Anonymous: Cartoon on the Flight of William V (c. 1795); Collection Atlas van Stolk.

State art is propaganda. Important artists glorified ruling powers, while popular opinion hardly survived until freed by printing. After the French Revolution (1789) let crowned heads roll, republican ideals flooded Europe. The Netherlands were already a Republic since 1581, but dealt with political and military influence from the ‘stadtholder’ or governor, an elected post exclusively held by the ever monarchy-eager House of Orange. French-fuelled unrest between Prussian and British-backed Orangists and enlightened ‘Patriot’ opposition finally caused the infamous flight of last stadtholder William V (1748-1806) to England.
This anonymous 1795 cartoon puts a Patriot spin on the event.
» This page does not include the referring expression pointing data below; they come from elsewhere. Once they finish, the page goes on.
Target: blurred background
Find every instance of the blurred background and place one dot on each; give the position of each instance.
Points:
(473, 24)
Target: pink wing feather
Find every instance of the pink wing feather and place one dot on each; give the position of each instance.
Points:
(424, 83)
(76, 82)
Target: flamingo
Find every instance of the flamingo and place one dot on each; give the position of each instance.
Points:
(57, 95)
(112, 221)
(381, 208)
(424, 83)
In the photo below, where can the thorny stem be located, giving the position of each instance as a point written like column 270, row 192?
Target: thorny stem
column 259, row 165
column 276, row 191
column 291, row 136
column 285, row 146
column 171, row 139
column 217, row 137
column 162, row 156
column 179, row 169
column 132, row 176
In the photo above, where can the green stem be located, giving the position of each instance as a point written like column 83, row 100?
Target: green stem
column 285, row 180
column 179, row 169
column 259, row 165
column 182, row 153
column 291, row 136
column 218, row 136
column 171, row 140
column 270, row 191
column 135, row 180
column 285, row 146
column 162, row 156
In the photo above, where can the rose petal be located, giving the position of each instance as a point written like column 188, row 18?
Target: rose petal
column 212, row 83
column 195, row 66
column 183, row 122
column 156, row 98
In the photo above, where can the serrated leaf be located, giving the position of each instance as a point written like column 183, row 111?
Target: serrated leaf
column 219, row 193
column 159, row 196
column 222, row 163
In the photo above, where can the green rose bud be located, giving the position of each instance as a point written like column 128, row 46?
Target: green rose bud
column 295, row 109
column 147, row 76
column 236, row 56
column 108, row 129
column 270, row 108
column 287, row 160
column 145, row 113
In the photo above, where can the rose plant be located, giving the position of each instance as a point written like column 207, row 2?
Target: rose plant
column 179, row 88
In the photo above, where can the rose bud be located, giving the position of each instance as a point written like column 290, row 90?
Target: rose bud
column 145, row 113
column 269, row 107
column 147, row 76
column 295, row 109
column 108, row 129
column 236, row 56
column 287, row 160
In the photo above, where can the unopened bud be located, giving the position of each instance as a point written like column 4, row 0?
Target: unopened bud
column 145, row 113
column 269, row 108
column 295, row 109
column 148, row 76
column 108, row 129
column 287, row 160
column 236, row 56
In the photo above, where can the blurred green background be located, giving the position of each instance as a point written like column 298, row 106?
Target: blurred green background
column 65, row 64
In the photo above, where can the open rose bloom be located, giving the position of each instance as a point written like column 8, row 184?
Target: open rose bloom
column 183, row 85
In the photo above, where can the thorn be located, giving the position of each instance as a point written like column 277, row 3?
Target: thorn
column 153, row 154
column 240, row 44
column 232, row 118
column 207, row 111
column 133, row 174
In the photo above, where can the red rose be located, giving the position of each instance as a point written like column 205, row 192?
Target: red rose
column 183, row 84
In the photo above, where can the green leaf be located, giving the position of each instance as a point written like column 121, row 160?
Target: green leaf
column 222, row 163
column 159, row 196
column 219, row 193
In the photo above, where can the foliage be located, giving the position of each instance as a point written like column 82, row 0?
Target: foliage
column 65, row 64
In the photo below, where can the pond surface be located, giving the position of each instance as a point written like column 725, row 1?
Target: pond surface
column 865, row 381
It mocks William, sadly waving goodbye from a fishing-boat. Meanwhile, lightning drives Prussian eagles from the skies, an orange-tree is uprooted and an English bulldog is on the run. A broken yoke and a torn paper saying ‘stadtholdership’ lie in the foreground, flanked by a ‘now safe’ Patriot ‘keeshond’ dog. The seated Dutch Virgin thanks a ‘brave Frenchman’ for restoring her ‘deprived human rights’. Their hands meet holding a liberty tree, while another Frenchman promises safety under his banner. The woman on the right holds a plummet and a shield, symbolizing equality and fraternity.
French fraternity forced the Netherlands into a client state, first as ‘Batavian Republic’, then as ‘Kingdom Holland’ under Napoleon Bonaparte’s brother Louis, before ultimately becoming a French province. Ironically, Louis’ kingship prepared the Dutch for monarchy, for after Napoleon’s defeat the allied victors restored conservative regimes through Europe. William V’s son became the first Orange King William I, remembered in history for losing half his kingdom to Belgian insurgents.
Crown prince William II was wounded fighting at Waterloo, a minor feat maximally exploited in Orangist propaganda painting. Today, royal weaponry is limited to scissors for cutting ribbons. But now ratings-driven media are king and whip their loyal subjects into flag-waving frenzy, peaking during next week’s inauguration of William’s great-great-great-great grandson as the Netherlands’ next monarch. Modern patriots seeking freedom from this tyrannical ‘display of infantile public coquetry’, as one critical columnist put it, had better go biking in the countryside.